Knowing that the boss has suffered from mental ill-health and has still succeeded can be hugely empowering for employees, showing them that having a mental health disorder doesn’t need to be a barrier to doing well at work, according to RedArc. As such, the company is calling for more C-suite staff to talk about their own anxiety, depression and stress-related mental health problems.

According to research from the Chartered Management Institute, as many as one in ten managers have taken sick leave for stress and mental health issues. It is easy to understand why C-suite staff may suffer with mental health problems: massive responsibilities for others, long and anti-social hours, pressure to perform, and isolation are all relevant factors.

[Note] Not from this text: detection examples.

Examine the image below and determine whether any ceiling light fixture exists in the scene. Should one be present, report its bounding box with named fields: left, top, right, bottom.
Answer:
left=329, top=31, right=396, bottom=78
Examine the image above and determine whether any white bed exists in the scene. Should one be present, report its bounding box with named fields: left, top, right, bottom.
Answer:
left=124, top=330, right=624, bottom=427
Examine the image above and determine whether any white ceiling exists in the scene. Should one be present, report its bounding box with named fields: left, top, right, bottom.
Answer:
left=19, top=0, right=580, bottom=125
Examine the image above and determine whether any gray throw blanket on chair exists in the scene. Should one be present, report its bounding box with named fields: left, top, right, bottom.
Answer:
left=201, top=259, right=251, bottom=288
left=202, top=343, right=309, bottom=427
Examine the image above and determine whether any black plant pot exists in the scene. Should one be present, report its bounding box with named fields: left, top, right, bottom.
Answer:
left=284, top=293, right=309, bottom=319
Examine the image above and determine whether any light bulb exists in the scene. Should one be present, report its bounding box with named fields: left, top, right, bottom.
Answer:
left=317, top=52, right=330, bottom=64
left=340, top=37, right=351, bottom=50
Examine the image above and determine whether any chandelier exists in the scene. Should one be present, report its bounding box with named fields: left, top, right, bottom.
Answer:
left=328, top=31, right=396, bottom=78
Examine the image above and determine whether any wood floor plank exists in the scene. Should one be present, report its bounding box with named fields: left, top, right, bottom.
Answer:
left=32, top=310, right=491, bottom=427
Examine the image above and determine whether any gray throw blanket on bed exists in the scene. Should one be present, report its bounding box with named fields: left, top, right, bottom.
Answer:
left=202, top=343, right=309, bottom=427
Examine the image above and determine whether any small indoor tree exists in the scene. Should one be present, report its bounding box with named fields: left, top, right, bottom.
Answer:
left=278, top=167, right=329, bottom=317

Historically, senior staff would have been reluctant to go public with information about the state of their mental health for fear of being questioned about suitability, investor pressure, longevity in the role etc. However RedArc believes it is time that the tables turned and bosses should be more vocal – especially as many employees may not ordinarily see these struggles.

Christine Husbands, managing director, RedArc Nurses said: “Mental health doesn’t discriminate by seniority, and being honest and open about these issues serves two purposes. First of all it is one of the most direct ways to reduce the workplace stigma around mental health and secondly it shows that having a mental health issue isn’t the end of a career.”

Early intervention

RedArc also believes that when the boss exposes his own condition, it may also help employees to be more aware of their own mental health and to recognise symptoms in themselves which they hadn’t necessarily realised were early signs of a potential problem. This in turn means that the employee may be able to seek early interventions to prevent the mental health issue from escalating in to something more serious: RedArc’s experience shows that mental health problems are much more easily supported if they are identified as early as possible.

Husbands continued: “Allowing staff to see the person behind the persona is important in breaking down the taboos in mental health. It’s also an excellent way to lead on to conversations about what support is available via the employer – be that building resilience via self-help techniques and apps or accessing specialist mental health support.

“When the boss opens up about their own emotional wellbeing and mental health needs, it is seen as giving permission for all staff do the same. Once these conversations are out in the open, the employer is then able to empathise and provide support and encouragement in helping staff work through their problems and be the best they can be in the workplace.”